While it might be irritating to lose a game, feeling the suffocating grip of a monopoly in the real world can be much worse. In many industries, a small number of players have managed to dominate the market, through strategic organic growth or mergers, which can create a challenging situation for competitors and consumers.
This theme has been previously covered by the primetime comedian John Oliver, who present a 15-minute piece on his show Last Week Tonight, discussing the dangers to consumers when a small number of businesses run an entire industry.
Oliver used the airline industry as an example of this. American Airlines first introduced a charge for a customer’s first checked bag in 2007 which was shortly followed by other major players in this industry, and this trend has continued, driving baggage fee revenue up from $543 million in 2007 to $4.2 billion in 2016. Essentially, businesses can synchronize fees and costs, creating more revenue for the companies and no alternative options for the consumer.
And airlines are not alone. The startup industry is now experiencing a number of monopolies rapidly develop power within the startup tech scene. Tech leaders such as Facebook or Amazon have been quick to gobble up the Silicon Valley’s bright ideas using their bottomless bank accounts to exert their power over startups struggling to get themselves of the ground.
In a Guardian article tiled “As tech companies get richer, is it ‘game over’ for startups?” one Silicon Valley startup founder, who wished to stay anonymous, stated “People are not getting funded because Amazon might one day compete with them.” They add “If it was startup versus startup, it would have been a fair fight, but startup versus Amazon and it’s game over.”
Other industries such as digital mapping solutions, a resource used by a growing number of startups, is largely dominated by two major giants. Both Google Maps and Mapbox are at the center of this industry, they hold the monopoly and almost every startup and company using mapping needs to have it powered by these two. Unfortunately, similar to the airline example, this gives them unchecked power. For example, these two big companies have made it the norm to keep and own all the data their clients use.
In addition to data collection, these mapping solutions can be very expensive, especially for scaling startups. For extensive enterprise use of Mapbox, the average annual contract starts at around $40,000 and can reach into the millions. Tesla’s $5 million contract with Mapbox is a shining example of just how expensive these contracts can become. While this might sound like an absurd cost, these companies control the industry and therefore can charge whatever they desire. They hold the power.

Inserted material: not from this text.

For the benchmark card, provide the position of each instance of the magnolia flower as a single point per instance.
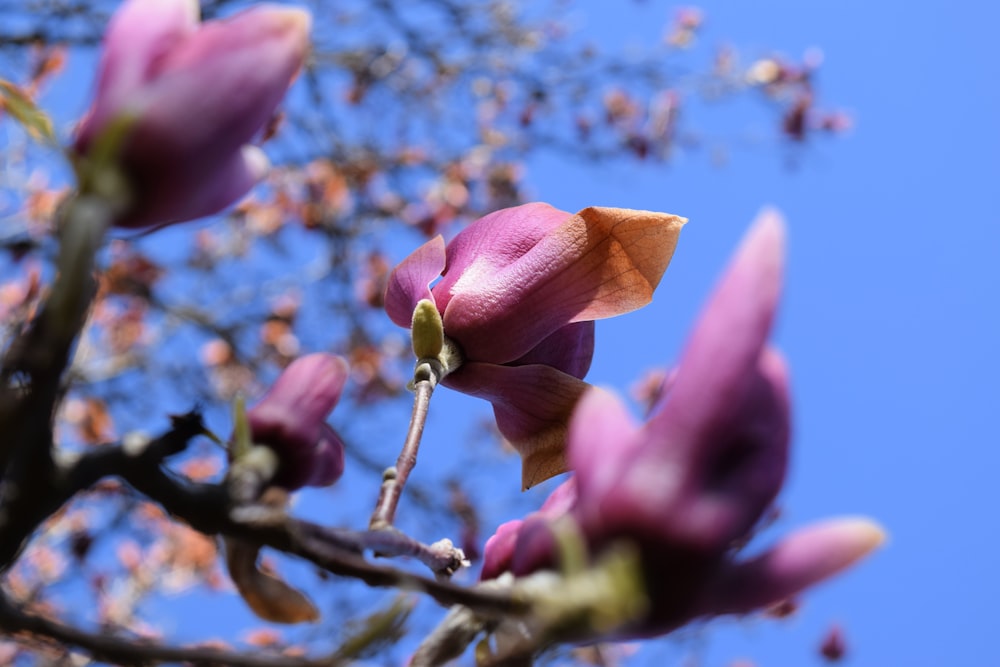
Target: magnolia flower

In addition to this many on-demand apps like delivery apps, food apps, taxi apps, all use maps functions, a necessity for many of these apps, but this is monopolized by Google Maps and MapBox, which doesn’t leave startups any options. In the early days of a startup, this might not be considered a problem, but as the startup scales, relying on these providers can become extremely expensive.
However, there is hope. The pressure from startup players appears to be making waves, and Google recently announced streamlined API, a simplified customer experience, a single pricing plan with pay-as-you-go billing, free support, a single console, and new industry solutions, starting June 11.
One startup which might be set to shake up these incumbents’ strong hold is Gotaki, a decentralized digital mapping solution for startups and tech companies, which is powered by the blockchain (unique Ethereum Plasma application). This Barcelona based startup is an attractive option for those looking for a more cost-effective alternative to the two industry giants.
Not only is Gotaki’s offering more affordable than Google Maps or Mapbox, but the more a customer contributes to the network (e.g. Set up servers, provide data about places (restaurants, hotels etc.), or specific data (data about roads from autonomous cars, live traffic data, events…) the cheaper it becomes for the customer. In light of this, data becomes a resource that is not collected as a entitled right by the map provider, but instead it is utilized to save money for the user by contributing data, thus allowing the user to maintain ownership of their data while receiving a reduced cost for its use.
While Google is unlikely to view smaller, emerging startups like Gotaki as a serious threat right now, the entry of more David vs Goliath startups into the arena over time will hopefully reduce the powerhold held over certain industries.